The SNP fell one seat short of an overall majority during the Super Thursday elections, securing 64 seats in Holyrood.
However, the final result still means that voters elected a pro-independence majority to the Scottish Parliament after the Greens signalled support for a second vote.
But Cabinet Office minister Michael Gove said first minister Nicola Sturgeon’s party’s failure to recapture the dizzy heights of 2011, when her now rival Alex Salmond won a healthy 69-seat majority in Edinburgh, indicated there was not a fervour among the public for another independence poll.
Gove instead urged the SNP leader to “concentrate on recovery” from the coronavirus pandemic, following the prime minister’s invitation for her and other devolved leaders to contribute to economic revival plans.
The Chancellor of the Duchy of Lancaster told the BBC’s Andrew Marr Show that “a majority of people who voted in the constituencies voted for parties that were opposed to a referendum” and Sturgeon “didn’t secure a majority as Alex Salmond did in 2011″.

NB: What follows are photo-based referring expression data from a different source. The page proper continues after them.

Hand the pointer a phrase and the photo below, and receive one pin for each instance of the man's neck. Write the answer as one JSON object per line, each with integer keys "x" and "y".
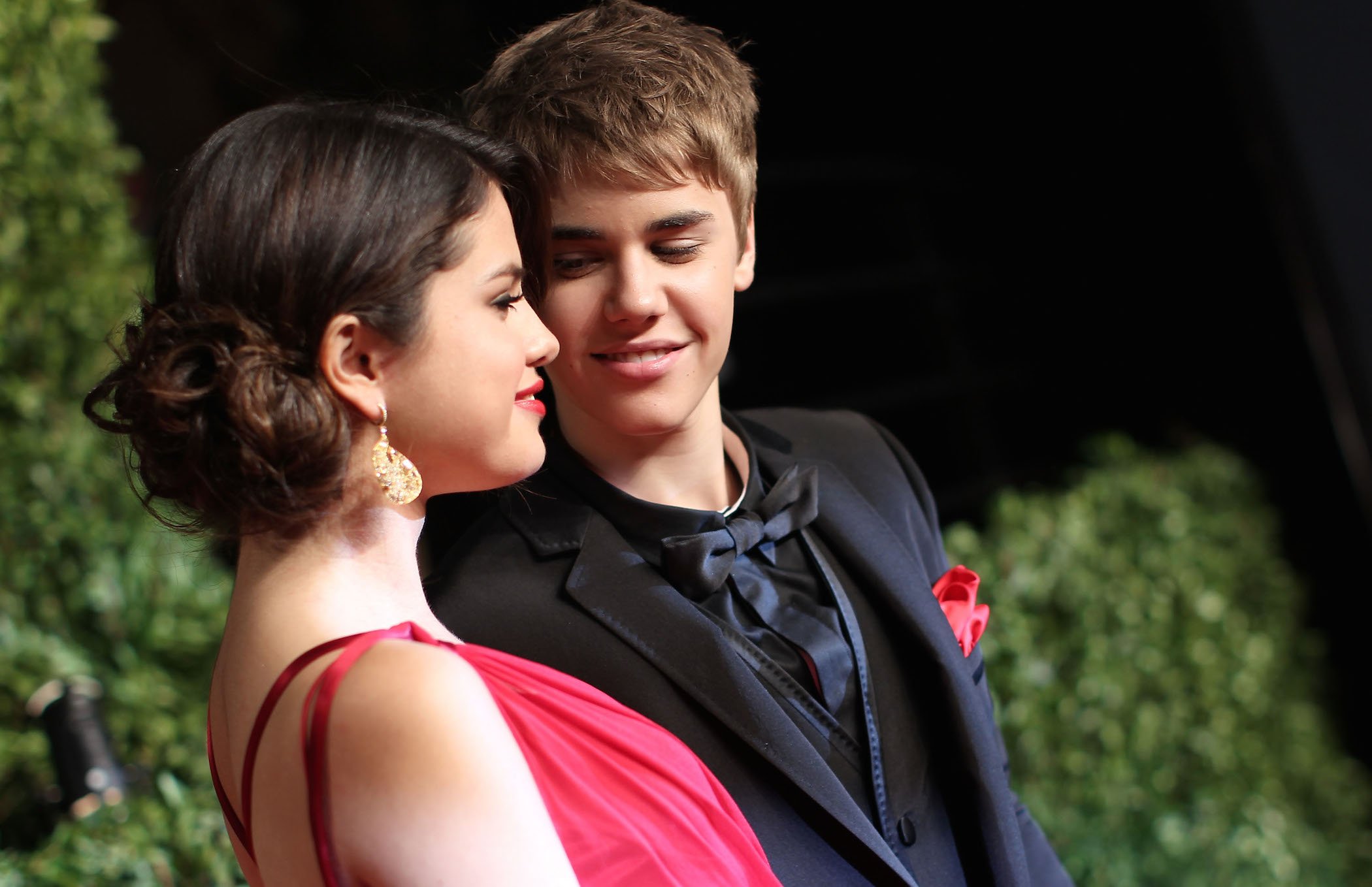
{"x": 687, "y": 466}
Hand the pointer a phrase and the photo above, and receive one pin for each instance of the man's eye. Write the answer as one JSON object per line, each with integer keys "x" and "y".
{"x": 572, "y": 265}
{"x": 677, "y": 254}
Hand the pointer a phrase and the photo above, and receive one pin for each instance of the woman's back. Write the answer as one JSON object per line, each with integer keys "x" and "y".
{"x": 478, "y": 745}
{"x": 419, "y": 779}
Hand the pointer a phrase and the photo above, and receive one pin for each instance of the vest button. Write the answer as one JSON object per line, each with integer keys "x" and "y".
{"x": 906, "y": 828}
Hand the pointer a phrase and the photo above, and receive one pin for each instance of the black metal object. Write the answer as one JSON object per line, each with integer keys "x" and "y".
{"x": 88, "y": 773}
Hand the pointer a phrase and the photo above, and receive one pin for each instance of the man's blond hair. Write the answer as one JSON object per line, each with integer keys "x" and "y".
{"x": 626, "y": 93}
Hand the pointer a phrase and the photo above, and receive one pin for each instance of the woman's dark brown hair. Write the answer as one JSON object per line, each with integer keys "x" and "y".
{"x": 284, "y": 218}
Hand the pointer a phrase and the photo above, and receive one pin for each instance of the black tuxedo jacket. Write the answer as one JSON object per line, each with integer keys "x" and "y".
{"x": 546, "y": 577}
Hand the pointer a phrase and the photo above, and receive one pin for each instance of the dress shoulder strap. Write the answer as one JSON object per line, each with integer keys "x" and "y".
{"x": 313, "y": 730}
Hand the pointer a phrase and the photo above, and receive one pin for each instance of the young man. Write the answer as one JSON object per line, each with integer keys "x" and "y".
{"x": 760, "y": 585}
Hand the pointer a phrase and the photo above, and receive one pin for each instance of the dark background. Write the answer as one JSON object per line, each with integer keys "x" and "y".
{"x": 998, "y": 231}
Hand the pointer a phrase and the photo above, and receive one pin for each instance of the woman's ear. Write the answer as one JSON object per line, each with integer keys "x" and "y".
{"x": 351, "y": 357}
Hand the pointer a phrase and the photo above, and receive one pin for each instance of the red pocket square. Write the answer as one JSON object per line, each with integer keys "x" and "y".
{"x": 956, "y": 594}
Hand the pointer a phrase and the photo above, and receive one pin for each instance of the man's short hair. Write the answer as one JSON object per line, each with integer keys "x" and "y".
{"x": 626, "y": 93}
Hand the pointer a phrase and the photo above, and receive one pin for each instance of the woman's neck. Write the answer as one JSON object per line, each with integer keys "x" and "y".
{"x": 351, "y": 572}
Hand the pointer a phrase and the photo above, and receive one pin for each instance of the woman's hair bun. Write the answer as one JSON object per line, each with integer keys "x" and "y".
{"x": 224, "y": 423}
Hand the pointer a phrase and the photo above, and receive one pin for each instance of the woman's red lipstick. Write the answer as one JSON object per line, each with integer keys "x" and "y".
{"x": 527, "y": 399}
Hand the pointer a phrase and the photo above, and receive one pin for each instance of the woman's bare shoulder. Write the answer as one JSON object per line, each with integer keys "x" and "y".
{"x": 427, "y": 778}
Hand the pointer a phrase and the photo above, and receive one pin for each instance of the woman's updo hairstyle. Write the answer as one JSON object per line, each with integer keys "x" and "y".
{"x": 284, "y": 218}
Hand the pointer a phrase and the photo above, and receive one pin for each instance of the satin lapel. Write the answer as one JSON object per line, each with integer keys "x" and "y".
{"x": 632, "y": 600}
{"x": 890, "y": 570}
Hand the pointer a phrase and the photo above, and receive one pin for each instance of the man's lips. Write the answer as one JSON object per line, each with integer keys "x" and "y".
{"x": 640, "y": 353}
{"x": 527, "y": 399}
{"x": 640, "y": 363}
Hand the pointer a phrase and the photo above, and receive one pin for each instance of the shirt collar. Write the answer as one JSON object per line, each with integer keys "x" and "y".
{"x": 641, "y": 523}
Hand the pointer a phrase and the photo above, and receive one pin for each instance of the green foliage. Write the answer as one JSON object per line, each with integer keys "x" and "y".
{"x": 88, "y": 583}
{"x": 1154, "y": 683}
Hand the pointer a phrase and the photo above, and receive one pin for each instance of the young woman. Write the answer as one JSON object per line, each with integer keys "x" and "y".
{"x": 339, "y": 329}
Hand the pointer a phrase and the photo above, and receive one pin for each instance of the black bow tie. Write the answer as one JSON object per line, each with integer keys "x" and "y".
{"x": 700, "y": 562}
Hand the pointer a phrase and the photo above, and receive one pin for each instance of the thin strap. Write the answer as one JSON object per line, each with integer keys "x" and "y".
{"x": 243, "y": 827}
{"x": 314, "y": 720}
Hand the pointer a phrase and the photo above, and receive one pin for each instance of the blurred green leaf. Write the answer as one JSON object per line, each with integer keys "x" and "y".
{"x": 1156, "y": 687}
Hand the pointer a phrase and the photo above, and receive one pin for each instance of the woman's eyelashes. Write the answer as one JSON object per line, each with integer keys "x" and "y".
{"x": 506, "y": 303}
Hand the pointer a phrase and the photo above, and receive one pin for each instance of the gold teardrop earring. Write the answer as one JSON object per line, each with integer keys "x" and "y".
{"x": 401, "y": 481}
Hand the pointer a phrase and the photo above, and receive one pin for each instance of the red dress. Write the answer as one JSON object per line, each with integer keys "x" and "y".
{"x": 630, "y": 802}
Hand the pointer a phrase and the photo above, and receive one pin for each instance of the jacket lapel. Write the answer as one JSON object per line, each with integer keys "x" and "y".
{"x": 632, "y": 600}
{"x": 889, "y": 570}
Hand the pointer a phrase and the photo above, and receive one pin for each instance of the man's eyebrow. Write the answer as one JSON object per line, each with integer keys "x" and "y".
{"x": 679, "y": 219}
{"x": 572, "y": 232}
{"x": 510, "y": 270}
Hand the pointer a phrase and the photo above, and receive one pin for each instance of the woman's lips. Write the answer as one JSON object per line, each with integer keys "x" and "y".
{"x": 527, "y": 400}
{"x": 641, "y": 364}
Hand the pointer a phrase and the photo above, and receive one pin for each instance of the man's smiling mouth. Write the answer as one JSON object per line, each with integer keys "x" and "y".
{"x": 637, "y": 357}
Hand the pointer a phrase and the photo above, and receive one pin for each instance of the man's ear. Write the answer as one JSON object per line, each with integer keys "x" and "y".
{"x": 351, "y": 359}
{"x": 747, "y": 257}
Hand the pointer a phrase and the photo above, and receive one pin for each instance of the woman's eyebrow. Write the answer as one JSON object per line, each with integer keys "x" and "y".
{"x": 510, "y": 270}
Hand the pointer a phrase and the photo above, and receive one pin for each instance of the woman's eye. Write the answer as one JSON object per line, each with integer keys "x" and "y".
{"x": 508, "y": 302}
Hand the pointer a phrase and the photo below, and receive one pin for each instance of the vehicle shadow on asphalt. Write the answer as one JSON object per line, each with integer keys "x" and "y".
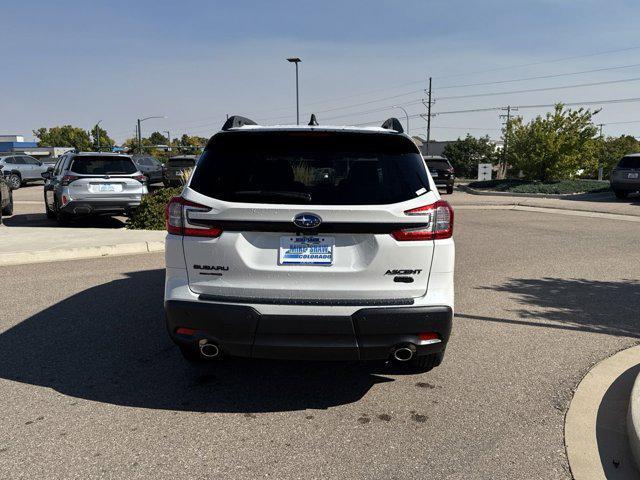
{"x": 574, "y": 304}
{"x": 41, "y": 220}
{"x": 109, "y": 344}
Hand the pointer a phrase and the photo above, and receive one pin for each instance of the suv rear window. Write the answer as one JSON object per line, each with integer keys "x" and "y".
{"x": 99, "y": 165}
{"x": 181, "y": 162}
{"x": 438, "y": 164}
{"x": 629, "y": 162}
{"x": 317, "y": 168}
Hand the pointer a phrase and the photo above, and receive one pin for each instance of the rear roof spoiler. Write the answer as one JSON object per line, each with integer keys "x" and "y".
{"x": 393, "y": 124}
{"x": 236, "y": 121}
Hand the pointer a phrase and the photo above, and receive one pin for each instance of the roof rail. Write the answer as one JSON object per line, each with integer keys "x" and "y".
{"x": 236, "y": 121}
{"x": 393, "y": 124}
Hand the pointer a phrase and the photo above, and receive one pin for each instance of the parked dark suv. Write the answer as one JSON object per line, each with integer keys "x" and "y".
{"x": 625, "y": 178}
{"x": 6, "y": 198}
{"x": 441, "y": 171}
{"x": 175, "y": 169}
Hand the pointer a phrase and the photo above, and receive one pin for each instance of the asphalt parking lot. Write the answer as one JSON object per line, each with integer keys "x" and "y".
{"x": 91, "y": 386}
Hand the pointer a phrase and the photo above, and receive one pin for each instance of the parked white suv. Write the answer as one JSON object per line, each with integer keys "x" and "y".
{"x": 310, "y": 242}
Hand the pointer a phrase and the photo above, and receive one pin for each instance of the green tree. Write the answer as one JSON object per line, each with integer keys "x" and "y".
{"x": 105, "y": 140}
{"x": 156, "y": 138}
{"x": 465, "y": 154}
{"x": 555, "y": 146}
{"x": 64, "y": 136}
{"x": 611, "y": 149}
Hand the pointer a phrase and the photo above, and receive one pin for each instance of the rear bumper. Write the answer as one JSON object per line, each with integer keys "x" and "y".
{"x": 630, "y": 185}
{"x": 85, "y": 207}
{"x": 444, "y": 182}
{"x": 368, "y": 334}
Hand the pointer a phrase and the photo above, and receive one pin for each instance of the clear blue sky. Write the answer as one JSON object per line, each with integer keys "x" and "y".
{"x": 78, "y": 62}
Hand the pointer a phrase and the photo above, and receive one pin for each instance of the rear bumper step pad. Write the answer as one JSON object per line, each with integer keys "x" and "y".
{"x": 368, "y": 334}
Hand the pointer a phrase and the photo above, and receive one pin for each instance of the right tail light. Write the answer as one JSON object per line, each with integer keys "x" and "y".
{"x": 177, "y": 219}
{"x": 440, "y": 223}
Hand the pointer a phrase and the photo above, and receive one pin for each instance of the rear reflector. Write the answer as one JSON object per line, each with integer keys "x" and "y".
{"x": 185, "y": 331}
{"x": 440, "y": 219}
{"x": 177, "y": 219}
{"x": 428, "y": 338}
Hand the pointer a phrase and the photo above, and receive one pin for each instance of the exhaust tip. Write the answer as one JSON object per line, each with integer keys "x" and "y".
{"x": 403, "y": 354}
{"x": 209, "y": 350}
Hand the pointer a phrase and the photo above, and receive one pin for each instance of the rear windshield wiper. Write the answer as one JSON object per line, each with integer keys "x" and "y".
{"x": 274, "y": 193}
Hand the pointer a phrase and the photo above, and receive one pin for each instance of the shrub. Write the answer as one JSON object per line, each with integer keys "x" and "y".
{"x": 150, "y": 214}
{"x": 551, "y": 187}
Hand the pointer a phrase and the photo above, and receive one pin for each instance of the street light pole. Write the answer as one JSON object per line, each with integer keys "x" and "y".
{"x": 140, "y": 120}
{"x": 296, "y": 60}
{"x": 98, "y": 134}
{"x": 405, "y": 114}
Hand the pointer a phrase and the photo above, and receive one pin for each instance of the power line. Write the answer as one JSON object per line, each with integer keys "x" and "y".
{"x": 540, "y": 77}
{"x": 545, "y": 89}
{"x": 417, "y": 82}
{"x": 556, "y": 60}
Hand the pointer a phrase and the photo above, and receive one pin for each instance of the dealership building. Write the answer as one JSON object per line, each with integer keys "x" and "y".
{"x": 16, "y": 144}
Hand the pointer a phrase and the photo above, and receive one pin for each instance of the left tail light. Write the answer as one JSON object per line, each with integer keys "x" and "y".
{"x": 67, "y": 179}
{"x": 440, "y": 224}
{"x": 177, "y": 219}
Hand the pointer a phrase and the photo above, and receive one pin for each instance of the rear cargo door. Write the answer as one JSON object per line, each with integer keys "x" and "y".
{"x": 309, "y": 218}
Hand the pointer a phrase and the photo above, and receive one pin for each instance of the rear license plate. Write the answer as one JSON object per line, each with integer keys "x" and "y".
{"x": 312, "y": 250}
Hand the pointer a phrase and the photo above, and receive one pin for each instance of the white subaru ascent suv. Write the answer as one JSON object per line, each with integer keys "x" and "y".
{"x": 310, "y": 242}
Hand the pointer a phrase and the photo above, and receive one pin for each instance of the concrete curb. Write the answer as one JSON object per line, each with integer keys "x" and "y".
{"x": 633, "y": 421}
{"x": 595, "y": 425}
{"x": 61, "y": 254}
{"x": 550, "y": 210}
{"x": 473, "y": 191}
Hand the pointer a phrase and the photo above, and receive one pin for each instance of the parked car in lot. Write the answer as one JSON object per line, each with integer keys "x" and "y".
{"x": 6, "y": 199}
{"x": 442, "y": 172}
{"x": 175, "y": 168}
{"x": 310, "y": 243}
{"x": 21, "y": 169}
{"x": 625, "y": 178}
{"x": 150, "y": 167}
{"x": 93, "y": 184}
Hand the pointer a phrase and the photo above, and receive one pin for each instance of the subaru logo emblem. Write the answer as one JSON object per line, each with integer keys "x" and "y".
{"x": 307, "y": 220}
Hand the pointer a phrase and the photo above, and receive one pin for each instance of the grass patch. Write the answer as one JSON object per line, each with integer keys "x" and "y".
{"x": 150, "y": 214}
{"x": 557, "y": 187}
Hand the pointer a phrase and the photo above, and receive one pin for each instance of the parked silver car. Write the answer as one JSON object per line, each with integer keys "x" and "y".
{"x": 20, "y": 169}
{"x": 93, "y": 184}
{"x": 625, "y": 178}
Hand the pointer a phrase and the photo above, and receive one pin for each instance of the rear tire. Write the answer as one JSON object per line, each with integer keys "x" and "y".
{"x": 621, "y": 194}
{"x": 63, "y": 218}
{"x": 14, "y": 181}
{"x": 8, "y": 210}
{"x": 51, "y": 215}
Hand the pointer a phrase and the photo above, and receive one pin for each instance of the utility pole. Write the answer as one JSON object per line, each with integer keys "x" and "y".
{"x": 502, "y": 171}
{"x": 600, "y": 165}
{"x": 296, "y": 60}
{"x": 428, "y": 104}
{"x": 98, "y": 135}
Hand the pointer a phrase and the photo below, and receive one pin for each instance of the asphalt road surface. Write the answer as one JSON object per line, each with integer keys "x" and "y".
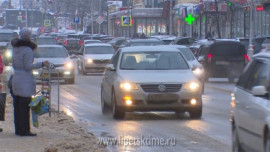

“That is a significant difference,” Gove said.
“Alex Salmond, when he requested a referendum, every party in the Scottish Parliament agreed that it was appropriate to have a referendum given that he had secured a majority.
“It is not the case now – as we see – that the people of Scotland are agitating for a referendum.”
Sturgeon said the UK government was showing a “lack of respect” for Scottish democracy in threatening to stand in the way of a follow-up to 2014’s rejected independence vote.
She told Marr: “In this election they have voted overwhelmingly for the SNP and we stood on a manifesto commitment to firstly… continue to steer the country through the Covid pandemic.
“But after the crisis to give the people of Scotland the opportunity to choose our own future in a referendum.
“The fact that we are sitting here having a debate about whether or not that outcome is going to be respected says a lot about the lack of respect for Scottish democracy that this UK government has demonstrated for quite some time now.”
The row comes after the PM invited Sturgeon for crisis talks on the Union, calling for proposals from devolved leaders on how to recover from the pandemic.
In his invitation letter to Sturgeon, which she has accepted following her re-election, Boris Johnson argued the UK was “best served when we work together”.
He added: “We will all have our own perspectives and ideas – and we will not always agree – but I am confident that by learning from each other we will be able to build back better, in the interests of the people we serve.”
Gove looked to skirt suggestions that Westminster ministers could intervene via the Supreme Court to block legislation from the Scottish Parliament that attempts to engineer a second independence referendum, saying: “We’re not going near there.”
Sturgeon, who said she “wouldn’t rule out” putting legislation for a referendum before MSPs early next year, claimed a battle in the courts would be “absurd and completely outrageous”.